US benchmark West Texas Intermediate for delivery in January was down 20 cents at USD 41.65 and Brent crude for January was trading 14 cents lower at USD 44.30 a barrel at around 1000 IST.
Traders will be closely tuned in to Friday’s OPEC gathering for any decision on whether they will slash lofty output levels currently at more than 31 million barrels per day.
A decision to cut would ease a global crude supply glut that has weighed down prices for more than a year.
Most analysts expect OPEC to decide against a production cut because of the influence of Saudi Arabia and its Gulf partners Kuwait, Qatar and the United Arab Emirates which are focused on retaining market share.
A decision by OPEC in November last year to maintain high output levels accelerated the oil price plunge from peaks of more than USD 100 a barrel in mid-2014.
“Saudi Arabia and its close Gulf allies Kuwait, Qatar and the United Arab Emirates, account for more than half of OPEC’s output of 31.5 million barrels per day, and others in OPEC cannot force them to cut output,” IHS Energy said in a report.
“Without the Gulf group, there can be no effective OPEC agreement,” it said.
Iran is also expected to announce at the meeting its plans to increase its oil exports when crippling western sanctions are lifted under a landmark deal with major powers to curb Tehran’s nuclear programme.

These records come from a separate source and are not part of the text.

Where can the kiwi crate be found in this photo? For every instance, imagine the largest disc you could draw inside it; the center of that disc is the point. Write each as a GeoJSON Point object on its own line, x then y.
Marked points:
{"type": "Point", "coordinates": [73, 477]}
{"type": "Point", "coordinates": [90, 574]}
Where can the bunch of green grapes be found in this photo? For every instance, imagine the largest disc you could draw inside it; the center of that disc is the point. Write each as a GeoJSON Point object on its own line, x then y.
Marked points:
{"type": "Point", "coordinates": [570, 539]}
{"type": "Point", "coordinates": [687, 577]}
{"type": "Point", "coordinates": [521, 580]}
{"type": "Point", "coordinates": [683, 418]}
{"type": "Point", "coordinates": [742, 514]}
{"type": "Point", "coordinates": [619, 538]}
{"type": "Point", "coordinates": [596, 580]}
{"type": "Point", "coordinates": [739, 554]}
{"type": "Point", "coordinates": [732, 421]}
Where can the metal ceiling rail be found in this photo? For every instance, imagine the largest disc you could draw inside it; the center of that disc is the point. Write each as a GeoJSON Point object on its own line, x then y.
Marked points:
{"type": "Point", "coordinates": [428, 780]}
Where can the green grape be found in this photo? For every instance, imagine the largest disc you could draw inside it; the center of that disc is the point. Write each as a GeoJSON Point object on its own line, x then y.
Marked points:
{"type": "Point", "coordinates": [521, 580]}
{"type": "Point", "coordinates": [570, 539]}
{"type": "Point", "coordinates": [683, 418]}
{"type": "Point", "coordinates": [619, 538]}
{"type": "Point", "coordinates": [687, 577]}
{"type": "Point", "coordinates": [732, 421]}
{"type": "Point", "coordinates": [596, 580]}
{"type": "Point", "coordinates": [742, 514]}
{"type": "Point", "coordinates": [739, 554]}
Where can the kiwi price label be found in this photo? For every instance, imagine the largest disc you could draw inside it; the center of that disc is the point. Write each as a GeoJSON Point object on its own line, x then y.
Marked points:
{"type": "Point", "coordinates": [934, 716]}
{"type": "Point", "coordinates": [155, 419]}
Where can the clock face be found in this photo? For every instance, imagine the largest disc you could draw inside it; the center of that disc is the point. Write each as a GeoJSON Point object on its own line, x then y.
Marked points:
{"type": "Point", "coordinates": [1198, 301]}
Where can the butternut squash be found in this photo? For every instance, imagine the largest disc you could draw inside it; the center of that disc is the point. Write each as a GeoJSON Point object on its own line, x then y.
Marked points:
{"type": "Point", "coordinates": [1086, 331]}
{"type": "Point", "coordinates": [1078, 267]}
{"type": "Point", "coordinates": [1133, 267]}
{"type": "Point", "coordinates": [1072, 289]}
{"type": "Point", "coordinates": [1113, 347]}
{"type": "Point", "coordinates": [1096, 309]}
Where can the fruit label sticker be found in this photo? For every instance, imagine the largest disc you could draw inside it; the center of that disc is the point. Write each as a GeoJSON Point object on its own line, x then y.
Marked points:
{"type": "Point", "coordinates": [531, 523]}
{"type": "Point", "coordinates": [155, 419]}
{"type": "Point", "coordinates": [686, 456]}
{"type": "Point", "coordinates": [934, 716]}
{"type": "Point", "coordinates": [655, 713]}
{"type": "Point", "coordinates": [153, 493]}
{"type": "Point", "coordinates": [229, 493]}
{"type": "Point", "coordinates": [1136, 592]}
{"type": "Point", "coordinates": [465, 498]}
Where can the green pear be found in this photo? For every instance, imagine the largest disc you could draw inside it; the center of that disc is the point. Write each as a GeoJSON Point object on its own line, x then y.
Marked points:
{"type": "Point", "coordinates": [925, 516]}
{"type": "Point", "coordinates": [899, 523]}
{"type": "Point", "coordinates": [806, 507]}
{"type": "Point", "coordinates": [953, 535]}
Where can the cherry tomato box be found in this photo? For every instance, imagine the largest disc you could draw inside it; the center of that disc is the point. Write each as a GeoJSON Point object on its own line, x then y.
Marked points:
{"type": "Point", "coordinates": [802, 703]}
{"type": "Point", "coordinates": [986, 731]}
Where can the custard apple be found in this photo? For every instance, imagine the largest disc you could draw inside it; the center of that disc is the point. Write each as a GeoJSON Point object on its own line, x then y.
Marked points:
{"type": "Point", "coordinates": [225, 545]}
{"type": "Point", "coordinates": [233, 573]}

Iran’s deputy foreign minister Abbas Araghchi said last week his country expects the deal to come into force in early January, when Tehran will have implemented its commitments.
“Indeed, Saudi Arabia is hardly likely to cut back its output to make space that its competitors in general and its arch-rival Iran in particular might be able to fill if and when sanctions are lifted,” IHS said.
The market is also watching a report on US commercial crude inventories to be released later today as a gauge for demand in the world’s top oil consumer.